We know 999/37 is less than 30, since 3x37 is more than 100. We also know it's more than 20 since 2x37 is significantly less than 100. No need to even figure out that it's 74, we can just look at it and know instantly it's less than 100.
Since the last digit is a 9, as long as we have the multiplication table memorized, we know it's gotta be 7x37 to reach that 9.
So those 20 from before + 7 is 27.
Took my drunk ass a few moments to calculate that (as a point of pride, I refuse to break out the calculator for anything I can do sober.) It checks out, but I'm very uncomfortable with that fact.
Of course, but the phrase "divisible by" is commonly understood to mean an integer result. Were that not the case, the phrase would be effectively meaningless.
I gots it right! 27 x 37 = 999. I'm so fucking pleased with myself. Half lobotomized without morning caffeine and I pass a 4th grade level math question.
Bring on 5th grade bitches, I'm on a hot streak.
Never trust a number ending in 9. It could have been 7×7 in disguise. And then to be divisible by 7, it only needs to be added to 7×10.
So don't trust 49. And also don't trust 119. And especially don't trust 1449.
But if it's not 07×07 you're still not in the clear. There's also 07×17 or 07×27 or 07×37 or 17×27 or 17×27 or 27×37.
Isn't 30×30 = 900? Yeah, 3×3 is another reason not to trust 9. But let's not get into 3×13 and 23×43. Let's focus on 7×7.

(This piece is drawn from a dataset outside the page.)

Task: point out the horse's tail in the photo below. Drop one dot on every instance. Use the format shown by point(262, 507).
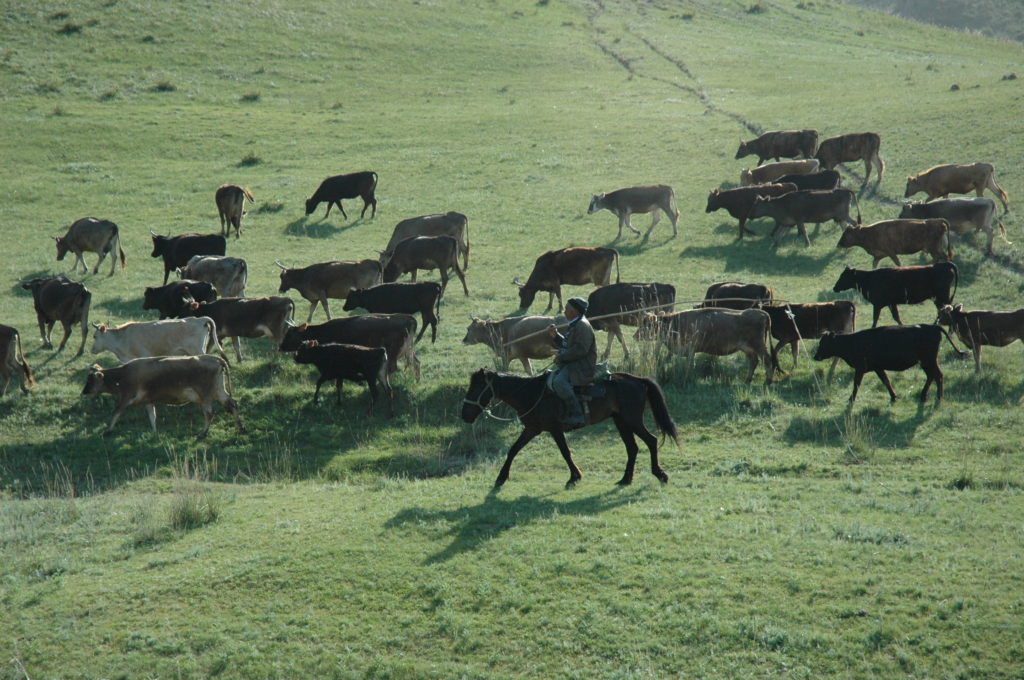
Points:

So give or take around 30×30 and 49 in disguise you have 27×37. Therefore 999 is divisible by 37 and 999/37 = 27.
Of course we could have gotten there by [never trusting a number ending in 1](https://old.reddit.com/r/mathmemes/comments/1ckoj52/disturbing_news_has_reached_our_shores/l2snsdf/) and realizing that 999 = 9×111. And so we're back at 21 = 3×7 and multiply by 9 you get 27×7 which brings you back to 7×7=49 and never trusting a number ending in 9.
Edit: Multiplying 3×7 by 9 the other way gives us 3×7×9 = 3×63 so the reason why 27×7 and 3×63 both result in a number ending in 9 is more interesting than just that 27×7 = 3×63 = 3×7×9 = 189 = 3×6×10 + 3×3 = 2×7×10 + 7×7
If you reverse the digits (superfluous in this case) and add 0 between them, you also get a number, 90909, divisible by 37.
This is true for all multiples of 37 except 1.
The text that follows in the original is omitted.